The quilt is a top I put together in a fit of inspiration a summer or two ago at my parents' lake house. My mom very generously took me to her lovely local quilt shop and let me pick fabrics to make a quilt. I loved the old-fashioned florals in the shop that day and added regimented squares of navy blue to smarten them up. I was reminded of the garden design advice of the English gardener Penelope Hobhouse: Structure! Flower gardens need structure! Put in some statues and shaped shrubs so that the soft billows of flowers have something to organize them.

That summer I only completed the top, and it has languished amid other unfinished quilts until now. It was the first project I chose to work on in my fresh new start of crafting. So far it has close spirally quilting across the center, and leaves and straight lines in the white borders. Next, the navy half squares at the edges need their second halves appliqued on (I decided not to machine-piece them into the border fabric), then the binding applied. It's very exciting to me to see the different facets of quiltmaking come together to make an object greater than the sum of its parts (or so I hope).

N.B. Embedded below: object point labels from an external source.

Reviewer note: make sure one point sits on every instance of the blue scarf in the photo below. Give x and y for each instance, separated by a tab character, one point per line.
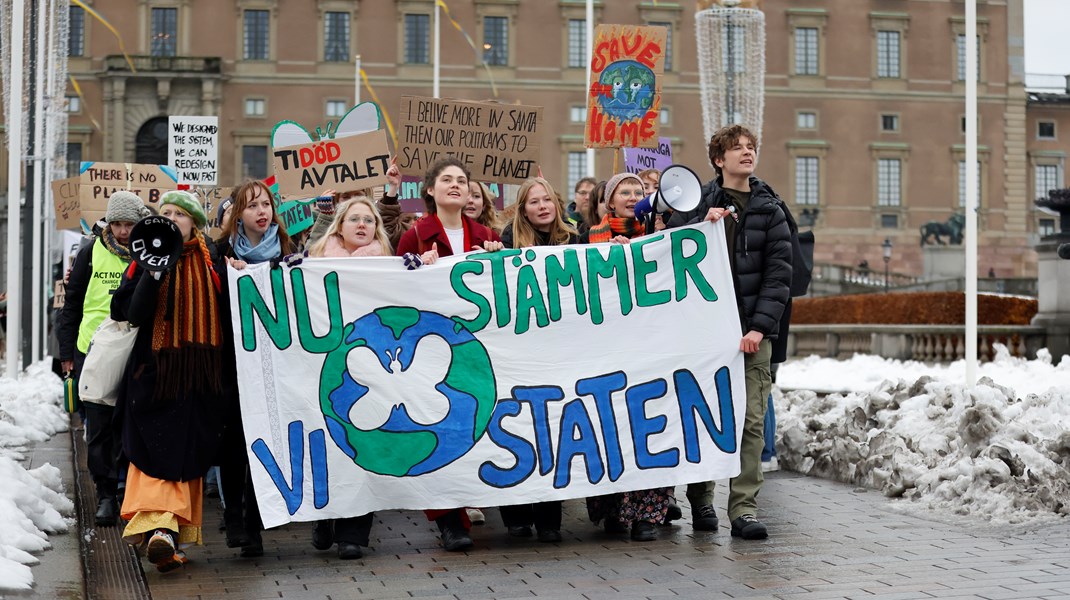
266	249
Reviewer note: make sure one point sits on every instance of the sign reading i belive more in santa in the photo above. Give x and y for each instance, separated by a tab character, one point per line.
625	95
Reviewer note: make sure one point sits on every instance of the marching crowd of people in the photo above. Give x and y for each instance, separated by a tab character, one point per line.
149	452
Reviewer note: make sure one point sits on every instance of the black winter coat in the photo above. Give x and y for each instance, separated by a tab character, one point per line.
763	254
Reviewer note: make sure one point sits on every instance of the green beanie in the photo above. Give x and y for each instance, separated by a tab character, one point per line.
187	202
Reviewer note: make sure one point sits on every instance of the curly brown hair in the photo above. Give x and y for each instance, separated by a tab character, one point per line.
724	139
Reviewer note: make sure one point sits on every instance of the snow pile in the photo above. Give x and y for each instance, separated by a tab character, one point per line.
32	503
990	451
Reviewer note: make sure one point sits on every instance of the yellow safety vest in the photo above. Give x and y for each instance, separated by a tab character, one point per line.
107	272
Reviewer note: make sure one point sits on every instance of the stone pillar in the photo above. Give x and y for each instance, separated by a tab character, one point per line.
1053	296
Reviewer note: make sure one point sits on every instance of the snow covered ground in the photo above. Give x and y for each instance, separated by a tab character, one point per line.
999	451
32	502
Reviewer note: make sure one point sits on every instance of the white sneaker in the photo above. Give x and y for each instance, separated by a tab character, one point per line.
476	517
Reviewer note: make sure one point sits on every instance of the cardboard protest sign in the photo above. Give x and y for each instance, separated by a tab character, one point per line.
98	181
500	142
296	215
193	149
422	390
637	159
66	203
625	94
340	164
411	195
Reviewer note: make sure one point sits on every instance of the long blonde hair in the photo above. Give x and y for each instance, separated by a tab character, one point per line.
523	233
335	227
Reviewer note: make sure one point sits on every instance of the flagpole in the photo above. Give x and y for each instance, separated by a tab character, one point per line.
14	193
972	193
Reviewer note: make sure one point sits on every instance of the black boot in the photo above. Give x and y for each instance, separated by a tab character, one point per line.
455	537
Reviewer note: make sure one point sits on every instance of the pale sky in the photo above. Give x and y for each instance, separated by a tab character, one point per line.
1048	37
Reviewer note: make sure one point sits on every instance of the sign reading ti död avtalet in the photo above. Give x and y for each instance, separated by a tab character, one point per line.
365	386
625	96
499	142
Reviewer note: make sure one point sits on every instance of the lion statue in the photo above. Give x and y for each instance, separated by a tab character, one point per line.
932	231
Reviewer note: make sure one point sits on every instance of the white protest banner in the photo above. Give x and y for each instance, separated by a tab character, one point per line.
489	379
193	149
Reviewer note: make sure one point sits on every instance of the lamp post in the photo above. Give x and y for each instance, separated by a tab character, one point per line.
887	258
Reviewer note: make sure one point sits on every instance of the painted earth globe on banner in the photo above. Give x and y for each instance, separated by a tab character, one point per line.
383	347
627	90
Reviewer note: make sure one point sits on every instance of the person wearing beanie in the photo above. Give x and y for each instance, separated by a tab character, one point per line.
171	396
94	276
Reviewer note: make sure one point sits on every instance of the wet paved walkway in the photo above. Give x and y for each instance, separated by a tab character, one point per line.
827	540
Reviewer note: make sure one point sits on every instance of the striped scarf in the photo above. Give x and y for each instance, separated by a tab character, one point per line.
187	334
611	227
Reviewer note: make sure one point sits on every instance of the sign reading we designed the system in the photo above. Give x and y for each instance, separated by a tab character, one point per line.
499	142
346	164
422	390
193	149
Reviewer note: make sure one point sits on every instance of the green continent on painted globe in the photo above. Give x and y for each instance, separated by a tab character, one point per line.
401	446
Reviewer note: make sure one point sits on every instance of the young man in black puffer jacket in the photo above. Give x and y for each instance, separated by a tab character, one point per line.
760	252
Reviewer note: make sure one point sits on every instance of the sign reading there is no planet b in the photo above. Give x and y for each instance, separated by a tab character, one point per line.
193	149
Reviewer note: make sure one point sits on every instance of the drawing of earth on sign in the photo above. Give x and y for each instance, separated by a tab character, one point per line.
407	391
627	90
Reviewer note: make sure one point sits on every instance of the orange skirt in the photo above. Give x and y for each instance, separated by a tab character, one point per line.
152	504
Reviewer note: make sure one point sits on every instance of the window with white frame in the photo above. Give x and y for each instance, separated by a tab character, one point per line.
887	54
255	107
668	52
336	36
806	50
962	183
577	43
256	30
889	182
961	57
417	39
577	167
1045	179
165	31
495	41
807	171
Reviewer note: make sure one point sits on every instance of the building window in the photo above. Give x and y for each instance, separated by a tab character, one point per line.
255	107
495	41
74	158
887	54
76	42
337	108
577	43
735	48
806	50
807	170
1045	179
255	162
256	31
961	57
336	36
577	167
165	32
888	173
962	183
1045	227
668	27
417	39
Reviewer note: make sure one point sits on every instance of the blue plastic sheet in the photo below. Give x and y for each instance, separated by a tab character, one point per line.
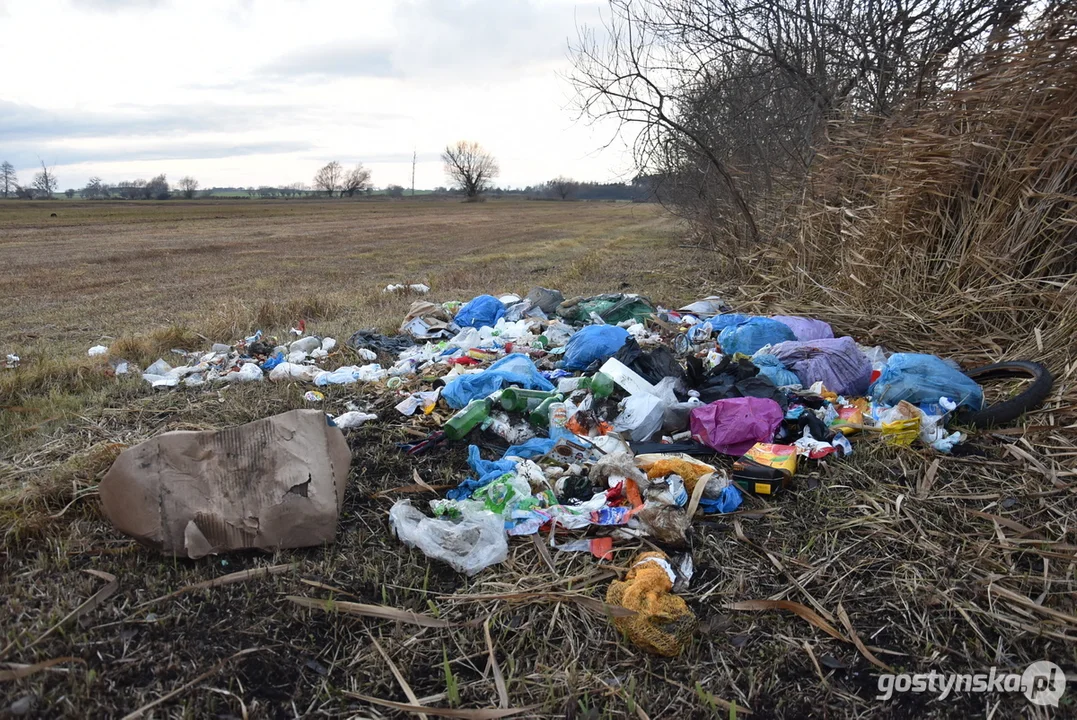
717	323
532	448
752	335
273	361
924	379
771	367
483	311
593	342
727	500
515	369
488	470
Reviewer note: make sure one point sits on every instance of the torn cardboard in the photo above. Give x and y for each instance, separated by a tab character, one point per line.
276	482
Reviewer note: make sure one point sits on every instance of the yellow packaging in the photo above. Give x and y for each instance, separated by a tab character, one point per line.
906	426
779	456
848	415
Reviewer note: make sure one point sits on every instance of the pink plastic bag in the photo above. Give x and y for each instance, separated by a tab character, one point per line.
731	426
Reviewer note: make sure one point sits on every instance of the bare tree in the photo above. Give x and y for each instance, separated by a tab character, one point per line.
355	181
726	100
562	187
156	188
94	188
470	167
8	178
189	186
45	182
330	178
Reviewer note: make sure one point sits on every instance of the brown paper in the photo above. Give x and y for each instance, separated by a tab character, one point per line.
276	482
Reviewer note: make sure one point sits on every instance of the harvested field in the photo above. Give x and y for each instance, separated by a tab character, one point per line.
909	560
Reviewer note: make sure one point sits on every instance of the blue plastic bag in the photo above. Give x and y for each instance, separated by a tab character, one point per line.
483	311
273	361
771	367
918	378
593	342
515	369
488	470
716	324
532	448
752	335
727	500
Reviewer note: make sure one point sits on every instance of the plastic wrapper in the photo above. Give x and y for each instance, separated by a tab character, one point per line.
483	311
469	545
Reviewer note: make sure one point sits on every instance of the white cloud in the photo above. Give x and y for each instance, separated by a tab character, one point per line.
243	93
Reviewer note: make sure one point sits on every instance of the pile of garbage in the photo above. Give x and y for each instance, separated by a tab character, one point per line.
609	418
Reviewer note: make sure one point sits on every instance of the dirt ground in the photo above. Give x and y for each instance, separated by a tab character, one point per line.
915	561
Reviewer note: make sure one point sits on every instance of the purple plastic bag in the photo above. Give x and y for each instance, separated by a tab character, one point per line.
837	362
806	328
735	424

There seems to be a lesson here: from strict structure comes creativity. And I'd wrap up this post with that bit of wisdom, only I'm not sure it's true. For everything, eventually, ends in chaos (the rest of my house is a huge reminder of this principle), whether it's a craft room or a house or endless paperwork at the office, and I don't want my life's purpose to be fighting chaos, battling the inevitable. That sounds like drudgery. The fight isn't, after all, with knights in armor and bright slashing swords (no blood in my fantasy, please). In my reality, it's more likely scrub brushes and dishes and laundry that never end, like the pails of water in Mickey Mouse's Sorcerer's Apprentice. And when the battle invades my crafting space, inspiration withers.

I had intended the floral quilt with its regimented squares to be the destination of my musing: the free form of creativity bounded by a structured form. But I think, instead, it's the paint-by-number fabric design. Here is the promise of an orderly progression of art: begin with the outlines, then label the colors and fill them in. When all the blank spaces have their prescribed color, the artwork is done. No mess. No wandering, or wondering. It's structured from beginning to end.

But what makes this particular design so wonderful is that it is forever unfinished. The blank spaces, marked only with their obscure numbers (is 17 orange? maybe -- but maybe not) are what draw the eye, jarring against the colorful completed portions. The promise of a destination is there, the direction is given -- or is it? Maybe it's not the process, nor the completion. Maybe it's that moment when we think we can see both, when we're almost, but not quite, sure we have the path.